Nama Espadrille diambil dari sebuah tanaman yang awalnya terbakar kemudian dijalin untuk menjadi sol sandal. Abad ke 13, sandal ini biasa dipakai oleh pasukan infantri Raja Aragon. Perkembanganya terbatas di daerah Perancis selatan, Spanyol dan Portugal. Pada 1930-an sempat populer sandal Espadrille dengan bahan ban bekas terutama di kalangan kaum bohemian Amerika.

Negeri samurai mengenal sandal dengan nama Geta dan mulai berkembang di era Heian 794-1192. Geta terbuat dari sepotong kayu yang di bagian belakangnya memiliki ketinggian 4 sampai 5 sentimeter. Fungsi dari ini untuk menghindari kain kimono yang dikenakan kotor mengenai tanah ketika berjalan. Selain Geta, ada Waraji yang terbuat dari anyaman jerami atau tali. Pada zaman feodal, abad ke-12 hingga 19, kaum samurai Jepang dan pasukan infanteri (ashigura) biasa memakai sandal jenis ini.

Jepang juga memiliki jenis sandal jepit lagi seperti Zori yang biasanya terbuat dari jerami, kain, kulit, atau karet.

Era modern

Majalah Historia (13/2013) pernah menuliskan, Setelah Perang Dunia Kedua, serdadu Amerika kembali ke negaranya dengan membawa Zori yang adalah sandal jepit tradisional dari Jepang sebagai souvenir.
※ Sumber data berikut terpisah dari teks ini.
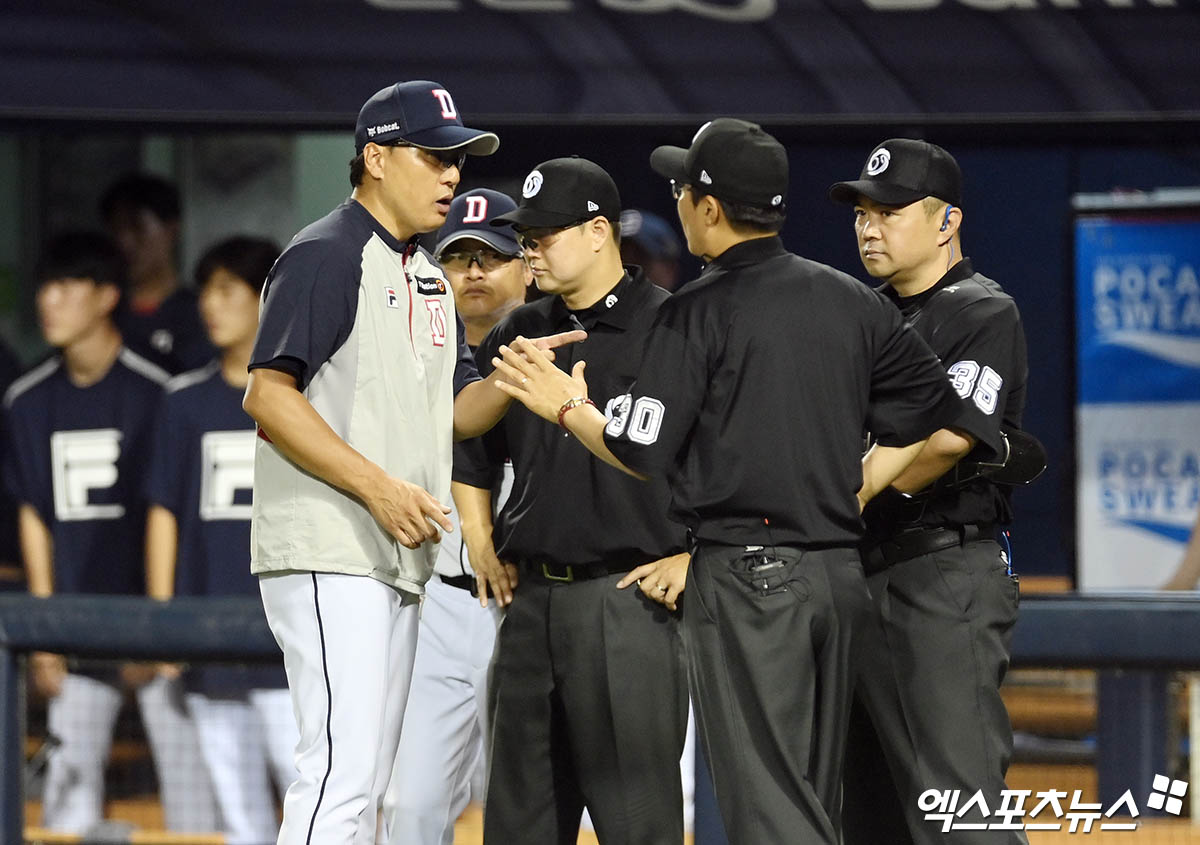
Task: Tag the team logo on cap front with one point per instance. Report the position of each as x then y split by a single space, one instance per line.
533 184
448 109
879 162
477 209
Sempat menjadi tren, sandal ini juga ditinggalkan karena berbahan karet murah dan membuat lecet. Tapi ia tidak benar-benar tenggelam. Pada 1957, Morris Yock seorang pebisnis dari Selandia Baru mematenkan produk sandalnya bernama “Jandal” yang adalah singkatan dari Japan dan Sandal.

Perkembangan industri plastik tercatat juga turut andil dalam produksi massal sandal ini. Pada tahun 1950-an, teknik cetak baru yang menggabungkan karet dan plastik diperkenalkan di taiwan. Hal inilah yang membentuk jenis sandal jepit sampai sekarang termasuk di Indonesia.

Meskipun begitu, di balik kemudahan dan kemurahan yang ditawarkan oleh sandal jepit, ancaman cedera juga terbuka karena desain dari sandal jepit yang sederhana. Menurut Daily Mail, pada 2010, ada 200.000 pengguna sandal jepit yang cedera. Para ahli menyampaikan bahwa sandal jepit memaksa orang untuk mengubah cara berjalan mereka. Ketika pengguna mengambil langkah, mereka menempakan tekanan pada bagian kaki depan dibanding tumit mereka. Ini menyebabkan cedera jangka panjang.

Kendati demikian, sandal merupakan salah satu alas kaki favorit tidak hanya orang Indonesia, tetapi di seluruh dunia. Ia bukan hanya sekadar alas untuk melindungi kaki, tapi juga simbol dari kenyamanan dan kemerdekaan bagi penggunanya.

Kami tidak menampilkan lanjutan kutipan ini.